Berdasarkan pengamatan Dosen Ilmu Hukum Universitas Bina Nusantara, Bambang Pratama, UU ITE adalah peraturan berinformasi yang paling banyak menimbulkan masalah bagi masyarakat, khususnya Pasal 27 dan 28. Problem yang timbul pada dasarnya berkaitan dengan budaya berinformasi masyarakat dan Pemerintah.
Pada masyarakat, kendala yang dialami adalah tentang bagaimana cara berinformasi yang dibenarkan oleh hukum. Sebaliknya, kendala yang dialamai Pemerintah adalah pengetahuan untuk menentukan apakah masyarakat berinformasi melawan hukum apa tidak. Kedua pasal itu acapkali dipakai untuk memenjarakan orang dan ditafsirkan begitu luas sehingga sering disebut pasal karet.
Bambang berpendapat penerapan Pasal 27 dan 28 UU ITE cenderung tidak ada masalah jika aparat penegak hukum merujuk pada putusan Mahkamah Konstitusi.
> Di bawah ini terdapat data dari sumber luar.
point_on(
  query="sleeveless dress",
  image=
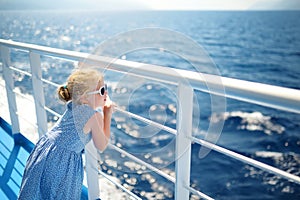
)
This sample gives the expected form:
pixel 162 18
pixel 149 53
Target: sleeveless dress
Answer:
pixel 54 169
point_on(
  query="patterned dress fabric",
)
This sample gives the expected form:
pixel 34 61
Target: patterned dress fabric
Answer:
pixel 54 169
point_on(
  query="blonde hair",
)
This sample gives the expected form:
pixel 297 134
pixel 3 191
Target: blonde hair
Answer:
pixel 78 83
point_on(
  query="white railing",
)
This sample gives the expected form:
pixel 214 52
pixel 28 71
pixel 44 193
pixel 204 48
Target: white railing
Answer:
pixel 267 95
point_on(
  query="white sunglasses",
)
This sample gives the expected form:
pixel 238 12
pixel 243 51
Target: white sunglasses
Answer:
pixel 101 91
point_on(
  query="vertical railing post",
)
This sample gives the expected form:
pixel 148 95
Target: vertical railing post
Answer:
pixel 183 143
pixel 91 167
pixel 9 85
pixel 38 93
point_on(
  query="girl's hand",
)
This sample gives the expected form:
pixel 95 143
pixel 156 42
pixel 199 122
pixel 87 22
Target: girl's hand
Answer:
pixel 109 107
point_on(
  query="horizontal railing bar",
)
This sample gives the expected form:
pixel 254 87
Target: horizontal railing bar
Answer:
pixel 28 74
pixel 26 119
pixel 149 166
pixel 248 160
pixel 20 71
pixel 198 193
pixel 119 185
pixel 262 94
pixel 50 83
pixel 52 111
pixel 147 121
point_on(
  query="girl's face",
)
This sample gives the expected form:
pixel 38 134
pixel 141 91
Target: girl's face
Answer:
pixel 98 96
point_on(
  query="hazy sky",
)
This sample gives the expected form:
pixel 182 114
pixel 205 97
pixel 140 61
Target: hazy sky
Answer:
pixel 153 4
Putusan MK No. 50/PUU-VI/2008 sudah menegaskan pentignya merujuk Pasal 310 dan 311 KUHP dalam hal ada tuduhan pencemaran nama baik.
“Pasal 27 itu jelas-jels bukan pasal karet kerena sudah ada penjelasannya dalam putusan MK Nomor 50/PUU-VI/2008 yang menyatakan bahwa dalam menafsirkan Pasal 27 Ayat (3) harus mengacu kepada pada Pasal 310 dan Pasal 311 KUH Pidana,” ungkapnya seperti yang dikutip dari hukumonline.com, Minggu (18/9).
Bambang justru mempertanyakan bagian mana yang ingin direvisi dari Pasal 27 dan 28 UU ITE. Interpretasi atas pasal itu, kata dia, tetap harus merujuk pada putusan Mahkamah Konstitusi. “Apa yang harus diamandemen terkait Pasal 27 Ayat (3) UU ITE yemg jelas-jelas sudah diajarkan oleh MK”.
Bambang mengatakan, permasalahan yang terjadi sekarang adanya asimetrik informasi dari pihak Kominfo dan DPR terhadp Putusan MK. Ia melanjutkan, untuk pembahasan mengenai UU ITE, tidak bisa mengandalkan teori–teori dalam bidang hukum saja.
“Untuk dapat menjelaskan secara yuridis normatif penyebaran informasi di dalam cyberspace, tentu tidak bisa hanya mengandalkan teori hukum saja. Alasannya, cyberspace adalah hasil dari konvergensi dari empat bidang ilmu, yaitu teknologi, telekomunikasi, informasi dan komunikasi,” ungkapnya.